Prof. Matczak w serii tweetów opublikował swoje wypowiedzi z czwartkowego wywiadu dla Radia Zet, po którym miał dostać fałszywy telefon od numeru przypisanego do infolinii CBA. Podczas rozmowy głos w słuchawce miał poinformować prawnika, że jego syn nie żyje.
W piątek media obiegła informacja, że syn Matczaka, znany raper Mata, został zatrzymany za posiadanie narkotyków. Znaleziono przy nim 1,5 g marihuany.
Inwigilacja, propaganda i kompromitacja
Prawnik przypomniał swoje wypowiedzi dotyczące Pegasusa, w których wskazywał, że oprogramowanie jest dla PiS narzędziem utrzymywania się przy władzy. - Ludzie PiS czują się w świecie demokratycznym samotni i bezradni bez metod SB, nie umieją w nim żyć, tolerując odmienność, wolność i prywatność. Dlatego przywracają do życia esbeckie metody, kupując system totalnej inwigilacji, i wykorzystują go przeciwko własnym obywatelom - mówił.
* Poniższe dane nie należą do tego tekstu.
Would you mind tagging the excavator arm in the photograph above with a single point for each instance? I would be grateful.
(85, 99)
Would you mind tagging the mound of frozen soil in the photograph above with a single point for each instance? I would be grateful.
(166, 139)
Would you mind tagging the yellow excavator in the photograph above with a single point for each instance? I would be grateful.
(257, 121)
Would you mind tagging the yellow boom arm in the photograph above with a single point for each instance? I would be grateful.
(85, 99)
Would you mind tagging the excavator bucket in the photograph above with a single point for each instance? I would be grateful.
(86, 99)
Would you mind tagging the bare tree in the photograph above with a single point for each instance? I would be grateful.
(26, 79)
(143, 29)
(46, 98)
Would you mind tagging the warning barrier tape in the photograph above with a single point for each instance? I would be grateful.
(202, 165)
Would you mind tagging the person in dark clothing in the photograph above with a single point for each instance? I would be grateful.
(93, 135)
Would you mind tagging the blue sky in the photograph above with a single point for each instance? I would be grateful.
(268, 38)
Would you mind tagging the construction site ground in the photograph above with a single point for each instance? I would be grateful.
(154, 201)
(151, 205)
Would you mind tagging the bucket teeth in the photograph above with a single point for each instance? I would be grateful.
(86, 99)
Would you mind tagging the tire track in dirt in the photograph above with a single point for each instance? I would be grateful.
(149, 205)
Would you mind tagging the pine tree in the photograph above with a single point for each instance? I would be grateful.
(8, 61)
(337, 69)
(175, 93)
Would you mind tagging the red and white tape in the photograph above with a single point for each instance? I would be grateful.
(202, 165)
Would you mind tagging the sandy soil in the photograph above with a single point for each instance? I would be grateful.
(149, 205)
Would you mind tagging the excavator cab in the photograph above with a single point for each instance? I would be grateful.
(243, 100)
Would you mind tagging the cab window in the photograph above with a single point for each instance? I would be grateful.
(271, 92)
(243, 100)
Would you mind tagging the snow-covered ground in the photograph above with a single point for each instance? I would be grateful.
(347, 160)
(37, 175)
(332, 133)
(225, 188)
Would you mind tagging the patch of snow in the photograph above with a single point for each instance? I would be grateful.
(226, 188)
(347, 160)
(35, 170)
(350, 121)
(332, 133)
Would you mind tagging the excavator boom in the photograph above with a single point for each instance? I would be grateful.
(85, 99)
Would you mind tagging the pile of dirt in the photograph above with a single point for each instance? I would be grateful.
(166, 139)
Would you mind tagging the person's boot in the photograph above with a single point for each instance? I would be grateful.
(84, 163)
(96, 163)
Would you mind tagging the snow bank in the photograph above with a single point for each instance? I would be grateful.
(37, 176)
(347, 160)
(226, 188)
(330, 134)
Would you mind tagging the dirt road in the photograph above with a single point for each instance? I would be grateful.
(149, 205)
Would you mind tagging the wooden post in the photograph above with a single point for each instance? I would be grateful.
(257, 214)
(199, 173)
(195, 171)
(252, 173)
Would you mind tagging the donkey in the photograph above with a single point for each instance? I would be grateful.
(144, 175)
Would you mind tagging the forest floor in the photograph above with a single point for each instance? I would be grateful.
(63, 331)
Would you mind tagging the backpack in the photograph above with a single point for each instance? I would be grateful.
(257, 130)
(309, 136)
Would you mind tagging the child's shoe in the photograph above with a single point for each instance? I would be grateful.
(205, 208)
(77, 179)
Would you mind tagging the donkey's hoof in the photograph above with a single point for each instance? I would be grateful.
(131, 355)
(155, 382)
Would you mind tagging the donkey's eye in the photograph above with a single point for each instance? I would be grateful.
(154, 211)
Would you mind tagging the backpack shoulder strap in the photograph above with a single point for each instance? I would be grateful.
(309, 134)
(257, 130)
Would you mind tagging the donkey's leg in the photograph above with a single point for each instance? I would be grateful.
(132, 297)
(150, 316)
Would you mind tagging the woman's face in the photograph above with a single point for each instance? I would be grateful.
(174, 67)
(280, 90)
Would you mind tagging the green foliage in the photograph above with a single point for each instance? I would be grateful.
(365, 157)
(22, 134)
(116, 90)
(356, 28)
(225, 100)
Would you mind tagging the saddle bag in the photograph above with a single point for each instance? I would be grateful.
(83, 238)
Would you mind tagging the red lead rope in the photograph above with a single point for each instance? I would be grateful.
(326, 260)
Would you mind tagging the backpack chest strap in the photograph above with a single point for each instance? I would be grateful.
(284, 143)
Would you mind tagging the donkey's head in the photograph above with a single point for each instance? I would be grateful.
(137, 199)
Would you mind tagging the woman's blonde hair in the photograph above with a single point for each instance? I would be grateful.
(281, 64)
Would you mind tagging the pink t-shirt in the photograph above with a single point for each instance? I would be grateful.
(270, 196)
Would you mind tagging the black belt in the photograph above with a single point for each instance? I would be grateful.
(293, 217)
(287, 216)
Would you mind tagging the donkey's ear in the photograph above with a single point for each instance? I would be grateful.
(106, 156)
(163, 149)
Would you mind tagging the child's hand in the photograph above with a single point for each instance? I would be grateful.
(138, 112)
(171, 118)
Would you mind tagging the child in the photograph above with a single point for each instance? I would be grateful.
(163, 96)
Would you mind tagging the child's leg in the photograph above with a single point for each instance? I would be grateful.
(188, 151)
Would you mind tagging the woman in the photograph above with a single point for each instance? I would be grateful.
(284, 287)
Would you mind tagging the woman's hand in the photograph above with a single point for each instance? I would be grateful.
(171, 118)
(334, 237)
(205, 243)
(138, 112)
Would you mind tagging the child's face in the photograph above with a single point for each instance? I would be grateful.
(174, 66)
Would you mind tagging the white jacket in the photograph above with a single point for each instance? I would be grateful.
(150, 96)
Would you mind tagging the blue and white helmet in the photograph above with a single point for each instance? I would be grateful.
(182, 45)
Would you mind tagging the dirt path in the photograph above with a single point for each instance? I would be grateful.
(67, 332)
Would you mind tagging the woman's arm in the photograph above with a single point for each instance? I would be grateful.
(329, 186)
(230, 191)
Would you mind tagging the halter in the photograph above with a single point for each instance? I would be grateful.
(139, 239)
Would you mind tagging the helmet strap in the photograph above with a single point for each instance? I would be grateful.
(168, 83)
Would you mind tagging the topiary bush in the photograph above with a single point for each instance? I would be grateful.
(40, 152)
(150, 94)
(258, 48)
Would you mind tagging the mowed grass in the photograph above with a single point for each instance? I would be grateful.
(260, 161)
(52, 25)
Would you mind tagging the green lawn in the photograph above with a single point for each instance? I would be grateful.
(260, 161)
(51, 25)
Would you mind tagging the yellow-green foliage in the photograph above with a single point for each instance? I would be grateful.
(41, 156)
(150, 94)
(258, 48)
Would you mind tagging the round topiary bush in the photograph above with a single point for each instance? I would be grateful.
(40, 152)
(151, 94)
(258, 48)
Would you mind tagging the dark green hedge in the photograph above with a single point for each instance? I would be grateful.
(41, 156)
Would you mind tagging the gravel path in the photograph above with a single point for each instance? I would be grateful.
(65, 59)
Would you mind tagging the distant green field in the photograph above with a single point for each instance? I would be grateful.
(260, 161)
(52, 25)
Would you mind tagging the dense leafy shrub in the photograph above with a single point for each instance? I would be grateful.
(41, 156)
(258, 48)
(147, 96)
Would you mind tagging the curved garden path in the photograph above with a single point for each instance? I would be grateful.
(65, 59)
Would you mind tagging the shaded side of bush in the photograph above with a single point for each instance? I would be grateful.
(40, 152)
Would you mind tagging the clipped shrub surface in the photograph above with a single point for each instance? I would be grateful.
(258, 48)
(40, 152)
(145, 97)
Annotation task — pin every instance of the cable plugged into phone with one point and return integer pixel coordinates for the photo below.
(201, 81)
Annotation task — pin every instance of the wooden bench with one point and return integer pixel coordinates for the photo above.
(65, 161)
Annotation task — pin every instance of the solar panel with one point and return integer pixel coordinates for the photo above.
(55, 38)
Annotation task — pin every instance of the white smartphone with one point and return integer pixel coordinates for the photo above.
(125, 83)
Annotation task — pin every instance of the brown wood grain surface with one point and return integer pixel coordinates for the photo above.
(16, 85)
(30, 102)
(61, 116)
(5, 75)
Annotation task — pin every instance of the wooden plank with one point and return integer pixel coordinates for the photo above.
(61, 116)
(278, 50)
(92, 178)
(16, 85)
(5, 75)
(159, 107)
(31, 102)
Podkreślał również znaczenie podległych władzy mediów publicznych, które kreują na swoich antenach rzeczywistość pod dyktando PiS. - Wbrew propagandzie to PiS jest ubecką wdową. Ludzie kierujący PiS, ukształtowani w totalitarnym PRL-u, zostali wrzuceni w świat demokracji, którego nie rozumieją, zostali opuszczeni przez esbecką mentalność i brakuje im jej - ocenił.
Zdaniem Matczaka władza PiS jest skompromitowana i to powinno być dla Polaków wskazówką w przyszłych wyborach. - Jest w Polsce wiele partii - można sobie wybrać. Ale nie wolno wybierać ludzi, którzy, obdarzeni zaufaniem wyborców, zaatakowali swoich współobywateli. W takim państwie nie da się żyć - powiedział.
Trwa ładowanie wpisu: twitter
Mata zatrzymany. Wcześniej fałszywy telefon z infolinii CBA
W piątek media obiegła informacja, że policja zatrzymała w czwartek syna prof. Marcina Matczaka - Michała. Powodem zatrzymania znanego rapera Maty było posiadanie substancji zabronionych. Według relacji służb znaleziono przy nim niedopalonego skręta marihuany. Mata usłyszał w piątek zarzut posiadania niewielkiej ilości narkotyków. 21-latek przyznał się do zarzucanych mu czynów.
W dniu zatrzymania syna prof. Matczak poinformował na Twitterze, że otrzymał telefon z numeru należącego do CBA. "Dziś około 21.00 dostałem telefon z numeru 800 808 808 (infolinia CBA) z informacją, że mój syn nie żyje. Oczywiście Michałowi nic nie jest. Po krótkim zdenerwowaniu tym telefonem uznałem, że jest on dobrym powodem, by nadal robić to, co dotychczas, tylko bardziej" - czytamy.